As the nights turn chilly, the ice factory’s coolness is paradoxically cooling. Not only is it getting too damn cold to sit on the rooftop and drink a beer, but the view is compromised by new apartments springing up beside the river.
Apart from the fact there’s nothing much of the original factory still to see – the insides are gutted but for the remains of the iconic machine with the giant wheel – the entire thing smells of piss, is overrun with rodents and even the street art no longer seems to be of a quality it once was. Perhaps I went back on a bad day...
Last month a group of around 20 youths who wanted to hold a party here got a nasty surprise when they were confronted by two men and two women. One of the men had an iron bar, and the victims were apparently dragged to the roof where they were beaten. Three girls and four guys received head and body injuries before the alarm was raised.

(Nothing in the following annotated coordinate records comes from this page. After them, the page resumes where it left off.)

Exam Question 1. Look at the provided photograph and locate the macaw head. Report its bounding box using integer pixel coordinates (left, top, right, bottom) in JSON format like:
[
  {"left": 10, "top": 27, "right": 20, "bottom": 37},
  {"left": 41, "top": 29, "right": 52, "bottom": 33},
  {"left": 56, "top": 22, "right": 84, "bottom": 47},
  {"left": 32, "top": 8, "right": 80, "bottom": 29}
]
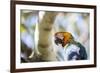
[{"left": 55, "top": 32, "right": 74, "bottom": 47}]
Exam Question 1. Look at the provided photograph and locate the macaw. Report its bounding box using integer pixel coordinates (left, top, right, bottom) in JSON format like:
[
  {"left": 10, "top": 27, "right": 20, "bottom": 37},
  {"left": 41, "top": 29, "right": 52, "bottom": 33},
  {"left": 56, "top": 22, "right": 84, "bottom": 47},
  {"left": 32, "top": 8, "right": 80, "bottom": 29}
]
[{"left": 55, "top": 32, "right": 87, "bottom": 60}]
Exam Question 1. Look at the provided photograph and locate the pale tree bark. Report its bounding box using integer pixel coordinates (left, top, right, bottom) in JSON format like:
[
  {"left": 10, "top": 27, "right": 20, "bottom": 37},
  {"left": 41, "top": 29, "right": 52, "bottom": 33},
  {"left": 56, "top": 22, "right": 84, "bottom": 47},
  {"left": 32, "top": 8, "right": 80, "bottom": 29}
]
[{"left": 38, "top": 12, "right": 57, "bottom": 61}]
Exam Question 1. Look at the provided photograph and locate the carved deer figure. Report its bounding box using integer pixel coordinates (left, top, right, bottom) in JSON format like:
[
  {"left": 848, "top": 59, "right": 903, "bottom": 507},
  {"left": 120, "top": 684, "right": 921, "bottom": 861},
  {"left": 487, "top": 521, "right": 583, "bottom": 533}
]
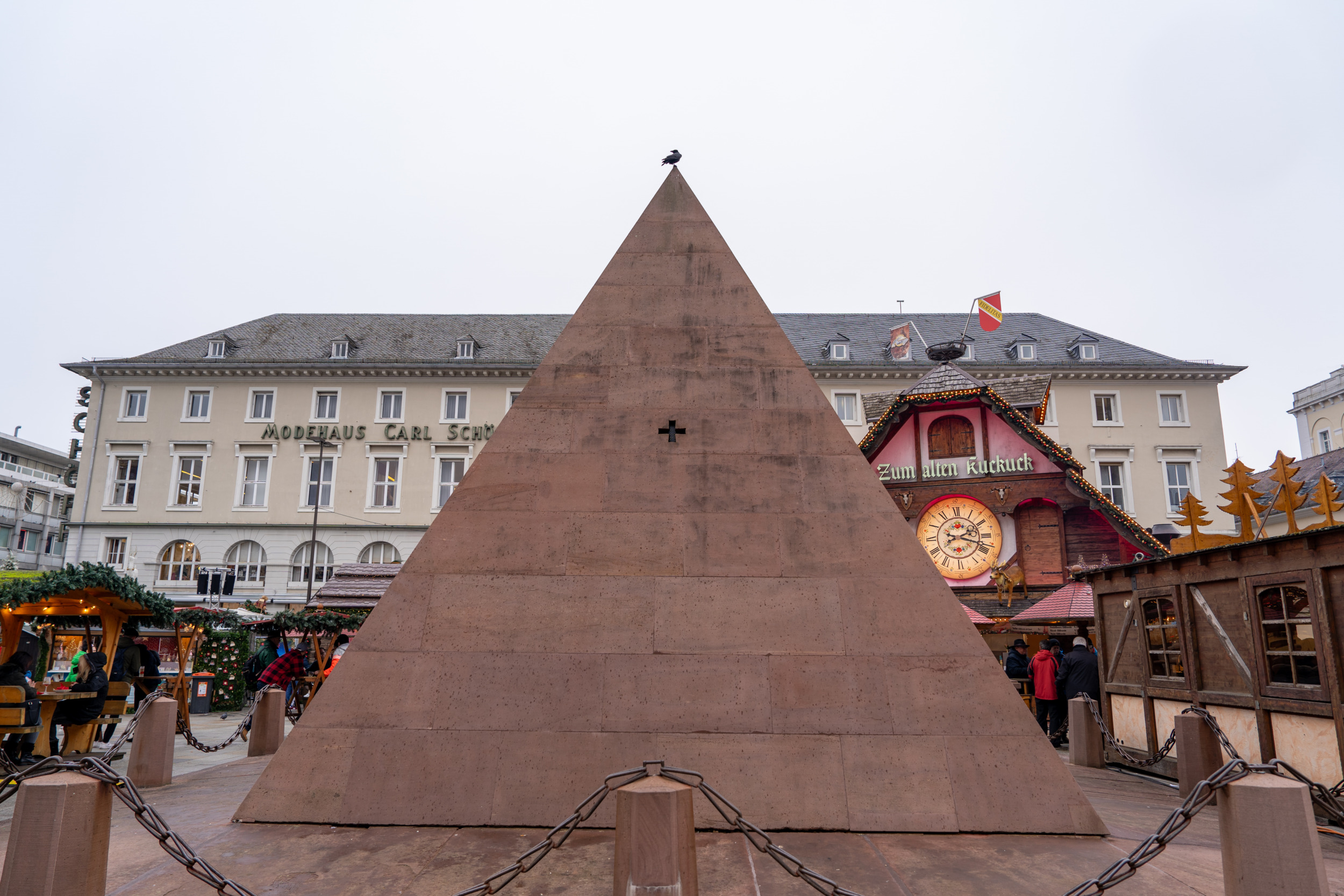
[{"left": 989, "top": 563, "right": 1027, "bottom": 607}]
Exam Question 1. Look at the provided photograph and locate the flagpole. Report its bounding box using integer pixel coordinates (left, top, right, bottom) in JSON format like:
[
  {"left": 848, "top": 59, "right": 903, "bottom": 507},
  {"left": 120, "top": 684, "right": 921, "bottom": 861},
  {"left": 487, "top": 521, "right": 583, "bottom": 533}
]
[{"left": 961, "top": 290, "right": 1003, "bottom": 342}]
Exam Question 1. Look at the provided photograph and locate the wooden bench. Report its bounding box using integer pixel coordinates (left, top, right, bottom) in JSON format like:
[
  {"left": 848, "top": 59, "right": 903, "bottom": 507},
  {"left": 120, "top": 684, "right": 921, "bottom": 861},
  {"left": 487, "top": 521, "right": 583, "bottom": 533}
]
[
  {"left": 0, "top": 685, "right": 40, "bottom": 737},
  {"left": 61, "top": 681, "right": 131, "bottom": 756}
]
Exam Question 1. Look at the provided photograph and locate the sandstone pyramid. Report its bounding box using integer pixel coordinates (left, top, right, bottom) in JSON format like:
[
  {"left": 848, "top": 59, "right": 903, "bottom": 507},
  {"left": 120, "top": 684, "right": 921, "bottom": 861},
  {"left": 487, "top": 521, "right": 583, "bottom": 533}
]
[{"left": 238, "top": 168, "right": 1105, "bottom": 834}]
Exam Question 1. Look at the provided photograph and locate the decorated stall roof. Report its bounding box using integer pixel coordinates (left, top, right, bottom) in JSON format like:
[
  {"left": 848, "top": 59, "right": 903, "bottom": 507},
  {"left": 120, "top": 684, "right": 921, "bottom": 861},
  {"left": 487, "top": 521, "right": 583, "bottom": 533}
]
[
  {"left": 1013, "top": 582, "right": 1096, "bottom": 622},
  {"left": 859, "top": 361, "right": 1169, "bottom": 557}
]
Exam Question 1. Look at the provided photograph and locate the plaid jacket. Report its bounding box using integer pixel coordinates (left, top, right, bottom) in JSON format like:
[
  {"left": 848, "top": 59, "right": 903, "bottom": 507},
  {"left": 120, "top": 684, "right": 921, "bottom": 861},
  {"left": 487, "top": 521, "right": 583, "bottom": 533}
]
[{"left": 257, "top": 650, "right": 308, "bottom": 688}]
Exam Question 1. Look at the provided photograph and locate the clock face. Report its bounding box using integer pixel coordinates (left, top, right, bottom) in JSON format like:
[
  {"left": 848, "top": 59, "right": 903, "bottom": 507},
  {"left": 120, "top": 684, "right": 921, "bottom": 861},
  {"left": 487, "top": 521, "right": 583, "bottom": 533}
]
[{"left": 916, "top": 497, "right": 1003, "bottom": 579}]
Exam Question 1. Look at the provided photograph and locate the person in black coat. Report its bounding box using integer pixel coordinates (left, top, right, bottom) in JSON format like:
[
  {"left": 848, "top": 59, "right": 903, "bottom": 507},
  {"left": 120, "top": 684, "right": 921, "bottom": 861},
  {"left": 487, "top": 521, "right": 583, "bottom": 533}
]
[
  {"left": 1004, "top": 638, "right": 1031, "bottom": 678},
  {"left": 51, "top": 653, "right": 108, "bottom": 756},
  {"left": 1055, "top": 637, "right": 1101, "bottom": 701},
  {"left": 0, "top": 650, "right": 42, "bottom": 766}
]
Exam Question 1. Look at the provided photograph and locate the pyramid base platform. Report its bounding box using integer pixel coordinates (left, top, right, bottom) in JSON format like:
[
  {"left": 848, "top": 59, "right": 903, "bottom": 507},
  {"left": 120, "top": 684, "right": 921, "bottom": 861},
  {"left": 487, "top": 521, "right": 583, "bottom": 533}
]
[{"left": 16, "top": 756, "right": 1344, "bottom": 896}]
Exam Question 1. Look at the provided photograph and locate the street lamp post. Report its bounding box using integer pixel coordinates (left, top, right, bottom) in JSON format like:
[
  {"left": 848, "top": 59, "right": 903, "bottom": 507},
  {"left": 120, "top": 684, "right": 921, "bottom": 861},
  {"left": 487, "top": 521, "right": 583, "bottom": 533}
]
[{"left": 304, "top": 439, "right": 336, "bottom": 605}]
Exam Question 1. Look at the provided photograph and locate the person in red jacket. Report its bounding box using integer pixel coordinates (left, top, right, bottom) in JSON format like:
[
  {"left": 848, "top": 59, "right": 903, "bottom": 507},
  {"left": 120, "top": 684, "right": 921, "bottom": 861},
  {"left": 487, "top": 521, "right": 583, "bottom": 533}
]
[{"left": 1031, "top": 641, "right": 1066, "bottom": 747}]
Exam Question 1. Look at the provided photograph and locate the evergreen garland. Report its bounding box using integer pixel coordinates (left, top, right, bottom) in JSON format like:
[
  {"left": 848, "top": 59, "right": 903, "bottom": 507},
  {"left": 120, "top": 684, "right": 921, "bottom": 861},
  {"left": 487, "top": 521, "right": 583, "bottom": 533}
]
[
  {"left": 0, "top": 560, "right": 174, "bottom": 629},
  {"left": 191, "top": 632, "right": 249, "bottom": 711}
]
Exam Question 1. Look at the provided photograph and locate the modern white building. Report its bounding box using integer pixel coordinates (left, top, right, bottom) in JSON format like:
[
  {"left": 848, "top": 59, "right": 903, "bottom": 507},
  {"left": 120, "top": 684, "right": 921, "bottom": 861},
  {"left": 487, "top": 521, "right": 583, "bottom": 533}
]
[
  {"left": 0, "top": 434, "right": 75, "bottom": 570},
  {"left": 65, "top": 313, "right": 1242, "bottom": 602},
  {"left": 1289, "top": 367, "right": 1344, "bottom": 458}
]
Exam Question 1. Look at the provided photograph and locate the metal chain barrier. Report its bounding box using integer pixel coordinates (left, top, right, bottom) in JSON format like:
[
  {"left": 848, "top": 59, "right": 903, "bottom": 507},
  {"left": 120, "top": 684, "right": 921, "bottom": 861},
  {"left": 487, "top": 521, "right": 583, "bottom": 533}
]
[
  {"left": 454, "top": 762, "right": 859, "bottom": 896},
  {"left": 177, "top": 685, "right": 273, "bottom": 752},
  {"left": 1080, "top": 694, "right": 1242, "bottom": 768},
  {"left": 0, "top": 756, "right": 255, "bottom": 896}
]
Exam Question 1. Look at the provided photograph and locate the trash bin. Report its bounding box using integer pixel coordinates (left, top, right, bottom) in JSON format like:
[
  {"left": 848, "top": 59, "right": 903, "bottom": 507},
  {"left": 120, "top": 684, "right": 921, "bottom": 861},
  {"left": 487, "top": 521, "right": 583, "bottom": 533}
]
[{"left": 187, "top": 672, "right": 215, "bottom": 715}]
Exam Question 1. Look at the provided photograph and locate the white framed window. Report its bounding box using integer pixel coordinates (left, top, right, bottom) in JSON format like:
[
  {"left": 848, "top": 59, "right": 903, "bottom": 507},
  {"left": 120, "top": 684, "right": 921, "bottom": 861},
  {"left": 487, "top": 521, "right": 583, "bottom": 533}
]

Three of the perpetrators were arrested, the women 37 and 40, and a 40-year-old man, all from Bulgaria. They face charges of causing grievous bodily harm. The guy with the iron bar got away.
But it turns out they weren’t squatters as initially thought. I presumed they were people living there who had been disturbed by the raucous party animals but no – not according to the Polizei. So the circumstances behind the attack remain unclear.
There are squatters living at the Eisfabrik as I wrote before, both of a German variety and an East European one. My general approach to squatters is to leave them the hell alone – I wouldn’t like people coming in and wandering around my house unannounced – but some of the Eisfabrik inhabitants are turning the building’s popularity to their advantage.
When I walked in last Friday there was a dude sitting on a chair with a cup chatting to another sitting on another chair. I went past and took photos of the machine with the giant wheel and when I was I was going back outside, the dude asked for money. He was begging really. I shook my head, didn’t give him anything and walked on.
I briefly roamed around the rest of the building, noted some of the best artwork had been painted over with inferior stuff, the new apartments blocking the view from the roof, and made by way back out – it was Hallowe’en and I had other places to go.
As I was leaving a group of three tourists arrived and the dude started shaking his cup with authority, demanding money for entrance. The tourists looked at each other in alarm and yanked their wallets out, throwing money at the guy to appease him.
Now, I’m not saying he doesn’t have the right to beg for money, but of course he doesn’t own the Eisfabrik and he has no right to charge admission. He’s just another in this city making money however he can. He’s certainly not as bad as the fuckers charging admission to Teufelsberg – they have hired goons to ensure people pay.
It’s still worth a visit if you haven’t been before. The Eisfabrik is easily accessible, some of the artwork is fantastic, and it’s certainly an experience to experience. It ain’t as cool as it used to be but hey, that’s a given for a former ice factory.